# Bokeh Lecture - Interactive Data Visualization
## Based on Lecture12_Bokeh.pdf

**April 10, 2024**

## 1. Introduction to Bokeh

Bokeh creates visualizations for display on the web with high interactivity. Unlike matplotlib and seaborn which create static graphics, Bokeh offers:
- Web-based visualizations (locally or embedded in webpages)
- Highly interactive plots
- Ideal for exploratory data analysis and web distribution

In [28]:
# Set up the session by importing the modules needed
import pandas as pd
import matplotlib.pyplot as plt
import seaborn as sns
import numpy as np
import os
from bokeh.plotting import figure, output_file, show, output_notebook
import bokeh.io

# Set working directory (adjust path as needed)
#os.chdir("/workspaces/College-folder/semester-1/Programming for Data Analytics/dataset/")

In [33]:
# Load Phoenix Park weather data
pp_weather = pd.read_csv("/workspaces/College-folder/semester-1/Programming for Data Analytics/dataset/phoenix_park_weather.csv")
pp_weather.date = pd.to_datetime(pp_weather.date, format='%d-%b-%y')
pp_weather.set_index(['date'], inplace=True)
pp_weather.sort_index(inplace=True)

print("Phoenix Park Weather Data:")
print(pp_weather.head())

AttributeError: 'DataFrame' object has no attribute 'date'

## 2. Basic Rules for Creating Plots with Bokeh

The basic steps to creating plots with bokeh.plotting module:
1. Prepare some data
2. Tell Bokeh where to generate output
3. Call figure()
4. Add renderers (glyph methods)
5. Ask Bokeh to show() or save() the results

## 3. Step 2: Output to HTML or Notebook

In [None]:
# Output to notebook
output_notebook()

# Output to HTML file
output_file("max_temp.html")

## 4. Step 3: Call figure()

In [None]:
# Create a new plot with title and axis labels
max_temp_plot = figure(title="February and March 2011 maximum temperature in Phoenix Park", 
                       x_axis_label='Index', 
                       y_axis_label='Max temp (°C)')

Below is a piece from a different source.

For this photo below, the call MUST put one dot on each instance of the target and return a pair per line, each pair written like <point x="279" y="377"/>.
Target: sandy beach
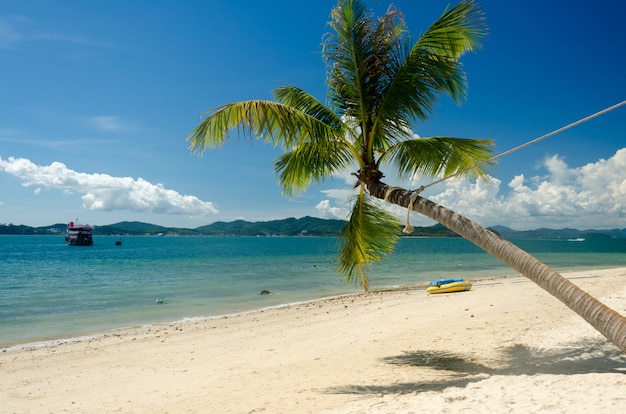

## 5. Step 4: Add Renderers

In [None]:
# Use line() for our data with legend and line width
max_temp_plot.line(x=list(range(59)), 
                   y=pp_weather['2011-02':'2011-03'].maxt, 
                   legend_label="Max temp", 
                   line_width=1.5)

## 6. Step 5: Show or Save Results

In [None]:
# Display the results
show(max_temp_plot)

# Note: The legend slightly covers the final value, so we'll adjust y_range in the next example

In [None]:
# Improved version with y_range adjustment
output_file("max_temp2.html")
output_notebook()

# Create plot with adjusted y_range
max_temp_plot = figure(y_range=[5, 18],
                       title="February and March 2011 maximum temperature in Phoenix Park",
                       x_axis_label='Index', 
                       y_axis_label='Max temp (°C)')

# Add line renderer
max_temp_plot.line(x=list(range(59)), 
                   y=pp_weather['2011-02':'2011-03'].maxt, 
                   legend_label="Max temp", 
                   line_width=1.5)

# Display results
show(max_temp_plot)

## 7. Multiple Lines and Glyphs

In [None]:
output_file("max_min_temp.html")

# Create plot with specified tools
temp_plot = figure(tools="pan,box_zoom,reset,save",
                   title="February and March 2011 max and min temperature in Phoenix Park",
                   x_axis_label='Day number', 
                   y_axis_label='Temperature (°C)')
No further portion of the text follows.